Tips for Father's Day
Author: Amy Dozier
I remember, very fondly, the third Sunday of every June growing up. My dad made it so easy to pick out just the right gift for Father's Day. He loved the homemade card I made as a small child with scraps of colored paper and an array of pastel crayons. As I grew older, my gifts became a little more sophisticated. Things have changed, however, and I have learned that gifts for dad aren't always things you wrap up in colorful paper and big, fancy bows. While I still have my dad here on earth, my daughter does not. I mourn with her as we sometimes reflect on the things that were, and what might have been. After a long talks with family members and friends who have felt the great loss of a father, I have compiled a list of three tips to help us all get through this special day for dads. Whether you are a widow with a child, or a fatherless son or daughter, these words are for you.
Have your moment(s): This may be the first Father's Day without dad. It may be the 10th. The loss is just so painful sometimes, especially on a day like today. My mom recalls the first Father's Day without her dad. "I just sobbed when I realized I couldn't send a card to dad". Do you ever want to just lie down and cry? Are you angry? Numb? Wondering, "What do I do now?" That's okay. Be gentle with yourself today. Allow yourself to feel absolutely everything that comes your way. You may feel a whirlwind of emotions that seems incomprehensible. You are not alone. The elusive feelings of grief seem to catch all of us off guard at some point or another. Let these feelings come in, stay for a bit, and then kindly ask them to leave until another time.
Keep the traditions: "I remember that first holiday without him. I couldn't function. I didn't want to function. I just wanted to sleep the day away", one person said. While this is a very natural feeling, try to lean on someone close to you who will give you the encouragement needed to continue traditions you once had with your dad. This is critical, as going through the motions during these challenging times will actually begin to change your thought process for the better. Let your friends and family members help you through the day. Write a letter to your dad for Father's Day. Go to church if that's what you did as a family. Have a cook out this afternoon or enjoy his favorite recliner with a good book. Your dad may not be here physically, but the spirit of his memory will be near you with everything you do in his name.

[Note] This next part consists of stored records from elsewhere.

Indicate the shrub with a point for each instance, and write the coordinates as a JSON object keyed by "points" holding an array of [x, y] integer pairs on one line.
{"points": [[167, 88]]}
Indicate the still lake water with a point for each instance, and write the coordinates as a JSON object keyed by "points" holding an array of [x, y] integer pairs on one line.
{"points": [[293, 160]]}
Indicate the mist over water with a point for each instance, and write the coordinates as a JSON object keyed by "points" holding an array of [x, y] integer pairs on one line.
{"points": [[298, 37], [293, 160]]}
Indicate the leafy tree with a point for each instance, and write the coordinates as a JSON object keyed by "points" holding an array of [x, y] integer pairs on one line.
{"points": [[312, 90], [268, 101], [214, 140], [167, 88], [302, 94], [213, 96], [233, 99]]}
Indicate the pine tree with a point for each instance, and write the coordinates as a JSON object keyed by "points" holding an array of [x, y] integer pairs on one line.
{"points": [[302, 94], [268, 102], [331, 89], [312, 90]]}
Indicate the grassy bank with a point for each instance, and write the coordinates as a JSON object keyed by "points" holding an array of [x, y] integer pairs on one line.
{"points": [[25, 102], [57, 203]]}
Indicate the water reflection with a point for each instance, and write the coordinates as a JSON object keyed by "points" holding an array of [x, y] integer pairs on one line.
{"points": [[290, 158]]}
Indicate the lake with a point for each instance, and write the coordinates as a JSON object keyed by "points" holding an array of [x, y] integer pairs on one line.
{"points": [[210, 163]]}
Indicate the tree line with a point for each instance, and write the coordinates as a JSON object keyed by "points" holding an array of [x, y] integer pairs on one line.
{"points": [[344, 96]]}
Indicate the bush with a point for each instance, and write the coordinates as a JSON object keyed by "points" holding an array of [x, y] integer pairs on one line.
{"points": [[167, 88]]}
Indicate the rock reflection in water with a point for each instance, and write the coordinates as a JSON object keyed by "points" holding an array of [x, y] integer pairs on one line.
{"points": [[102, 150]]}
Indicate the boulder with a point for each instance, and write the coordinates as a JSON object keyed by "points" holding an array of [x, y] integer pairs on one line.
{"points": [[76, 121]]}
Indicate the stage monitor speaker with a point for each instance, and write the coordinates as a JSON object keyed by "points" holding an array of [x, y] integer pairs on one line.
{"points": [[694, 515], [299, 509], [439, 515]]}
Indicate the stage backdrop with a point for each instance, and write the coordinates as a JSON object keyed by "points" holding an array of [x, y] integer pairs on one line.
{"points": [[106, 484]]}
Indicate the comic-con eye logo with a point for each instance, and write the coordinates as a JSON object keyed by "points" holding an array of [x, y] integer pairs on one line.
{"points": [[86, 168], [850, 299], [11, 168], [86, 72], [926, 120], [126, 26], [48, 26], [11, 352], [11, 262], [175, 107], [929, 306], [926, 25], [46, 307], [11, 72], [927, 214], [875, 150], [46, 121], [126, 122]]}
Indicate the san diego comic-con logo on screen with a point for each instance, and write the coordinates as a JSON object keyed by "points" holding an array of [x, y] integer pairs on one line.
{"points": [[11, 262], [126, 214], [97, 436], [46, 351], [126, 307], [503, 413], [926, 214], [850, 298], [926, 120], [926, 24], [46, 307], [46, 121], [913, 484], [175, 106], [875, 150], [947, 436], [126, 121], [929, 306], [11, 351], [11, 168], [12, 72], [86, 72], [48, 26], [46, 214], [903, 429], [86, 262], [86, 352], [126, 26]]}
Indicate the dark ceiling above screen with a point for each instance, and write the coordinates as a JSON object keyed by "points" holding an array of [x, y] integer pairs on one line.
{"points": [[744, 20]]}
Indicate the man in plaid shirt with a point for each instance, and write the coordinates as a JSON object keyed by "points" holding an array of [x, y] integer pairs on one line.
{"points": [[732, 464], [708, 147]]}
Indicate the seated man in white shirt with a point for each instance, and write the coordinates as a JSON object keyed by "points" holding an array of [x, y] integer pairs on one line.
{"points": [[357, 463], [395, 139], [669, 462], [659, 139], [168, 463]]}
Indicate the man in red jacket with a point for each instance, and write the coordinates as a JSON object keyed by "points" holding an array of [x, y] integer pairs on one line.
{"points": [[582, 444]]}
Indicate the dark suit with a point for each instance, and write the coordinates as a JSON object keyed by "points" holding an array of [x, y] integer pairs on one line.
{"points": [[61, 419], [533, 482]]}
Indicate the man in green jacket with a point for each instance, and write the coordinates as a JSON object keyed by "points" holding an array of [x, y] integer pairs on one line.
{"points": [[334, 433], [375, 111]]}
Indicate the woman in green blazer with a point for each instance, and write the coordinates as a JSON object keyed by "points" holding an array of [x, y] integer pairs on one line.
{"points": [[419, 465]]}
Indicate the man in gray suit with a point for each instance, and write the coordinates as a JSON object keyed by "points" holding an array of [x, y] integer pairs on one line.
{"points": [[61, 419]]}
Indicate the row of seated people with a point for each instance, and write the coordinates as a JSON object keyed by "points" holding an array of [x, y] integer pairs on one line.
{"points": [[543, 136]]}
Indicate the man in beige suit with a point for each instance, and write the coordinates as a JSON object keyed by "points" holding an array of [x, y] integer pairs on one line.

Create a life around your new normal: At some point the new normal will begin to happen organically. Life will be different. Things will naturally change. You will still have your moments and will hopefully continue the wonderful traditions that keep your dad's memory alive. What about starting something new in his honor? Did you know that you could name a star after a loved one that would be recognized on a national registry? You could also plant a tree-a very symbolic way to watch life continue go grow after the death of a loved one. One of the greatest sources of healing I have found is in helping others. Acts of kindness have this amazing way of taking you out of yourself in the midst of a hard time and redirecting that negative energy into something positive. Perhaps paying it forward every Father's Day-even in a small way-will fill your heart with the kind of love you once felt from your dad.
Father's Day may be filled with a huge range of emotions for you. My hope for you today is that you know how much your dad loved you during his lifetime and that you will show yourself and others that same kind of love. Today, have your moments, live the traditions, and celebrate the new life you're creating in memory of a wonderful man!